“Atlas 14” Update

I was poking around the Atlas 14 website and found a quarterly report from July 2017. Atlas 14 is the national effort to update rainfall statistics based on the very best rain gage data with good geographic coverage and the longest history (time period) available.  The work for most of the country has been completed, except for Texas and some states in the Pacific Northwest. Two key items from the report are discussed in this short post.

First, the results for Texas will be published in May 2018. As I posted earlier, this will likely revise upwards our estimate of the 1% annual chance, 24-hour event, from around 12 or 13 inches to perhaps 14 to 16 inches (depending upon what area of Harris County you are interested in).  This will require bayou modeling updates and updates to the regulatory floodplains – they will get wider and deeper.

Second, the progress report includes a section entitled: “Analysis of Impacts of Non-Stationary Climate on Precipitation Frequency Estimates.” This can be roughly translated to mean: “How might climate change alter rainfall statistics in the future?”

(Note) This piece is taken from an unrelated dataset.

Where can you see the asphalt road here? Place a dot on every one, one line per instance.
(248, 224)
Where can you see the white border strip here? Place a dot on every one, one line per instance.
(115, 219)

The Atlas 14 effort is a backward-looking effort. The study team is applying standard statistical tools to the available rainfall records to predict the likelihood of rain events of various depths in the future. This assumes that history is good predictor of the future.

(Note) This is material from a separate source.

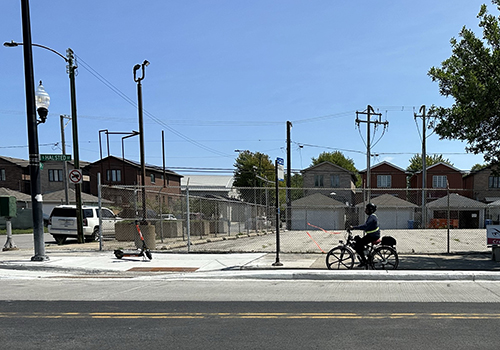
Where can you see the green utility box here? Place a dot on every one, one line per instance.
(8, 206)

The “non-stationary climate” analysis is starting to look at how a changing climate might alter things. The quarterly progress report indicates that the Federal Highway Administration tasked the study team to conduct a pilot project to look at how a changing climate might alter the future. The report indicates that “preliminary findings were inconclusive and the pilot project ended with more questions than answers.”

The project team promises to work with academia (Penn State and University of Illinois, Urbana-Champaign) and to report on further work in the next quarterly report.